“For the form of this world is passing away” (1 Corinthians 7:31).

EVERYTHING ABOUT THE “TEMPORAL” WORLD IS “TEMPORARY,” AND WE SEE EVIDENCE OF THAT EVERY DAY. Time is filled with “swift transition,” as the song says. Nothing stays put; everything changes. Much may be enjoyed, but it is transitory. It goes away.

Since everything in this world is temporary, it behooves us to hold what is “ours” rather loosely. The good things that God has made in this world are to be enjoyed — and then relinquished. That is the nature of the arrangement, and we all know it. So why is it such a big deal when we have to let go of these things?

We’ve all heard fiery sermons on the foolishness of the wicked who put their trust in worldly things. But worldly things are not only the evil things of this world; they also include the good things. Worldly things are simply the things of this world — time-bound things, whether good or bad. So what about us godly people? When we hang on to things like our homes and families as if they were ours to keep, is our security any more stable than that of the person who puts his trust in his bank account? We’re not going to keep our earthly treasure any longer than he’s going to keep his. At our funerals, both he and we will have left behind exactly the same thing: everything we had in this world.

The message of Ecclesiastes is one we desperately need in these days of obsession with satisfaction and security. That great book makes the point that “life under the sun” is meant to be enjoyed, but always with the recognition that it is “vain,” i.e. transitory. It is a consumable commodity, meant to be used rather than kept. The more we try to keep it, the less we get the intended enjoyment of using it. It makes a great servant but a poor master.
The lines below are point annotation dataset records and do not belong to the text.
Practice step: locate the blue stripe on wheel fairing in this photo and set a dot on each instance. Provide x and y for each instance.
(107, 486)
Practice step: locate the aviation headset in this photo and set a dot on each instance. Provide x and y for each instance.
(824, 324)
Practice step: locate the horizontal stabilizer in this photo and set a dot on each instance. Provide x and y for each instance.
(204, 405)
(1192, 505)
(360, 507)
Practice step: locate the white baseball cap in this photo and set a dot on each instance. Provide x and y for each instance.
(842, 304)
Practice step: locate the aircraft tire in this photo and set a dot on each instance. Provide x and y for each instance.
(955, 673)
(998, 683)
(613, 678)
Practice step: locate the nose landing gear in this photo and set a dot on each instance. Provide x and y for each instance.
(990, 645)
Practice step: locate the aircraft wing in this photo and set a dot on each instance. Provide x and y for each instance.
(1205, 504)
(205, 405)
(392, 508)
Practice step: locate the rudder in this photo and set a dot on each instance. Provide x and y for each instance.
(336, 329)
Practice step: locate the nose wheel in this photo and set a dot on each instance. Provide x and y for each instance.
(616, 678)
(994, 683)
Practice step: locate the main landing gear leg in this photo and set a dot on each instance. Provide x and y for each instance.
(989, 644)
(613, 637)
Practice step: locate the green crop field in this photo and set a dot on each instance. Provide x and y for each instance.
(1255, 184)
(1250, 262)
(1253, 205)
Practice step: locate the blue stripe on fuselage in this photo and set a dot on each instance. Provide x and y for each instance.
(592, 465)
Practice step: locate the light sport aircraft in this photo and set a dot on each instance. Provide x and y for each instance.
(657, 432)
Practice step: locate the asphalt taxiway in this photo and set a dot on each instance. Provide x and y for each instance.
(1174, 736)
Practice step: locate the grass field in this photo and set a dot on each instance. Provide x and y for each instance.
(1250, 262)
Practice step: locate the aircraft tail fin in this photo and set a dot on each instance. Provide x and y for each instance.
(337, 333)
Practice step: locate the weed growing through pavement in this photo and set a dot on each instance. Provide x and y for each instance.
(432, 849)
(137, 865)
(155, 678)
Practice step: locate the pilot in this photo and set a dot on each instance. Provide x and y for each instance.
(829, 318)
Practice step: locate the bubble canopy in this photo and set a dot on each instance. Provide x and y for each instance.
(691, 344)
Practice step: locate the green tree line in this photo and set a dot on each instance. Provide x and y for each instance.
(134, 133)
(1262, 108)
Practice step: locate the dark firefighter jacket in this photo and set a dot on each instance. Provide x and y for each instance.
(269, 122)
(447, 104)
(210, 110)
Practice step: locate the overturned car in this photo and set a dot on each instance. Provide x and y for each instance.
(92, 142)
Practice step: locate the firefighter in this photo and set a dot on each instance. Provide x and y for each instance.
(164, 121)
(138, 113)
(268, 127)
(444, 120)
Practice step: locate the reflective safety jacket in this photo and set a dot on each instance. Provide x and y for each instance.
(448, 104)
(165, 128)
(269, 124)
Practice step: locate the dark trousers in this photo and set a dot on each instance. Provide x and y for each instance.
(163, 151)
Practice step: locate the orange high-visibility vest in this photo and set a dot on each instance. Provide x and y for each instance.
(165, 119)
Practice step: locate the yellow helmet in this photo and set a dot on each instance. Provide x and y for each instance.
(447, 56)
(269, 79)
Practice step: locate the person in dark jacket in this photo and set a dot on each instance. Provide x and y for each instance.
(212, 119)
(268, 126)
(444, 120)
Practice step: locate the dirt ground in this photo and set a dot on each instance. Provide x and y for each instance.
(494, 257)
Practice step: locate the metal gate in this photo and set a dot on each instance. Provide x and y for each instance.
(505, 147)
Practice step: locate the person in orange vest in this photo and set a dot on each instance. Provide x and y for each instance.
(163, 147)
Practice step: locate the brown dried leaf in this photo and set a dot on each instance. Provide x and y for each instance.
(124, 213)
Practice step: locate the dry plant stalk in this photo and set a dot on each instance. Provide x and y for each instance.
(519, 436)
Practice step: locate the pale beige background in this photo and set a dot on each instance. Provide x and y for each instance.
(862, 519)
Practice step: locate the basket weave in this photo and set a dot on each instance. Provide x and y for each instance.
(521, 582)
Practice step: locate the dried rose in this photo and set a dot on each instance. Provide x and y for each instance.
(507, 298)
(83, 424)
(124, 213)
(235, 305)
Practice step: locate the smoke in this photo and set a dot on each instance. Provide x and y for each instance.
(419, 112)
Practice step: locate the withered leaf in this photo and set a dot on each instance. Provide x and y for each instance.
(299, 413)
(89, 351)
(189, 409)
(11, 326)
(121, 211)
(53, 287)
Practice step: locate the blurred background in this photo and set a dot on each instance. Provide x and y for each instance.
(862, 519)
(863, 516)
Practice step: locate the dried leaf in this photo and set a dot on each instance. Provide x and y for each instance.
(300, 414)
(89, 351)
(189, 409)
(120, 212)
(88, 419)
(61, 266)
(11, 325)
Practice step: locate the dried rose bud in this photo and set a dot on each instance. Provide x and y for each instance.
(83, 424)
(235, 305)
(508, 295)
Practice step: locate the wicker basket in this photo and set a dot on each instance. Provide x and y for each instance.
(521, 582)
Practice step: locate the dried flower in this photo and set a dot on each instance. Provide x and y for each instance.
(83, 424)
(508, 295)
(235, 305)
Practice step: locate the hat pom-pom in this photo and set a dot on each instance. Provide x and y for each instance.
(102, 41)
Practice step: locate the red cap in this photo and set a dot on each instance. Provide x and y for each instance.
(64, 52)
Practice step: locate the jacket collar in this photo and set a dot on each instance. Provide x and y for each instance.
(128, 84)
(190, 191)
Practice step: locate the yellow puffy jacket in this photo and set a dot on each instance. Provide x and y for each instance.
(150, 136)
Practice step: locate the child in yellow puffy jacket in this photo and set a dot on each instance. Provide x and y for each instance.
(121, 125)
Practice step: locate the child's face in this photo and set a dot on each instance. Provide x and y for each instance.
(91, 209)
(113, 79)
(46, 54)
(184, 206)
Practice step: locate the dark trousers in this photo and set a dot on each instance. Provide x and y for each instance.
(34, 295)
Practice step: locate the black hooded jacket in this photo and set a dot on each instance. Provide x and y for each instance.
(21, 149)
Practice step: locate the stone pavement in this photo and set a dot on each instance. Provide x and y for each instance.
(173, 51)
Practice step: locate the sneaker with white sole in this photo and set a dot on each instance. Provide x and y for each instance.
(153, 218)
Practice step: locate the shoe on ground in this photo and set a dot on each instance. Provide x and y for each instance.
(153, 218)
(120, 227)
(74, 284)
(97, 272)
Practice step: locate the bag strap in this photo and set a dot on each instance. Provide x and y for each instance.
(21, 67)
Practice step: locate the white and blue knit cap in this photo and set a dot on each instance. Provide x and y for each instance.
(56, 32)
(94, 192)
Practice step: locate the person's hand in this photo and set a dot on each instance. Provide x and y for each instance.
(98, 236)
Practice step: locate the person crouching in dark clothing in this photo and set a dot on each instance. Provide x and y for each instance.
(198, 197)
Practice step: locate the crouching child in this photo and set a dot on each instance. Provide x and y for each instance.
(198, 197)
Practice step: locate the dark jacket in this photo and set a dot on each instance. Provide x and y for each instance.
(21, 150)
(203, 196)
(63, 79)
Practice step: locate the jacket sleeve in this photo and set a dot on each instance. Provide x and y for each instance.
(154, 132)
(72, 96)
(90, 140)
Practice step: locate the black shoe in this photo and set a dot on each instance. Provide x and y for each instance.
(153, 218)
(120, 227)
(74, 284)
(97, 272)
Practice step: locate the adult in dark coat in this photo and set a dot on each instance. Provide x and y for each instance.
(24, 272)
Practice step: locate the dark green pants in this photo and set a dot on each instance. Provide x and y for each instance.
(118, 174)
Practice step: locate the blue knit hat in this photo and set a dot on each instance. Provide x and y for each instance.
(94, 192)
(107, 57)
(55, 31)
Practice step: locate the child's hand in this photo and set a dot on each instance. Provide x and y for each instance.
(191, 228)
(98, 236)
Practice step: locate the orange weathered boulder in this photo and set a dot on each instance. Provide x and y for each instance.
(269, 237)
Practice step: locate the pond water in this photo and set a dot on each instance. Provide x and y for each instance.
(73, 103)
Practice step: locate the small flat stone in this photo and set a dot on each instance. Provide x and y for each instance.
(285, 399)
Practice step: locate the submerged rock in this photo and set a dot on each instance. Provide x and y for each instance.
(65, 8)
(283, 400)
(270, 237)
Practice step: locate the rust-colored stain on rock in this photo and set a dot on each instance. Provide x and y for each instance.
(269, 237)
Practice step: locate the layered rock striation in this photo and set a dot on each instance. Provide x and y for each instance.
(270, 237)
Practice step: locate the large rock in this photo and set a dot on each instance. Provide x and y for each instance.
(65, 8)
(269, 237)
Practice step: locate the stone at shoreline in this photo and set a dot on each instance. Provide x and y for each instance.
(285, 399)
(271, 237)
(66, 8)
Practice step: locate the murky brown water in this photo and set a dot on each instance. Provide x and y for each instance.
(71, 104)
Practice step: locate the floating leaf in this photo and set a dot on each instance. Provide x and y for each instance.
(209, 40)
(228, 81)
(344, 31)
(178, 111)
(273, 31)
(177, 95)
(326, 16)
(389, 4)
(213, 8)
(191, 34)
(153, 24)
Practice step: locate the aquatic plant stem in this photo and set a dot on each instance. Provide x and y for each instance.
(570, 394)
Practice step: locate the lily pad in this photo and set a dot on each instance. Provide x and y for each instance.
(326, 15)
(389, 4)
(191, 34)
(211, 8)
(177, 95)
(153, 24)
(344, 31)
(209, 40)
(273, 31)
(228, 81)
The bottom line is that there is nothing in this world that is ours to keep — we’re going to have to let go of all of it. The only thing we’ll never have to give up is God — and truth to tell, He is all we have to have even now. So may we allow the One Thing to be our security that was meant to be our security. To lean on anything else, however good it may be, is to lean upon a broken reed.

“If your security is based on something that can be taken away from you — you will constantly be on a false edge of security” (Tim Hansel).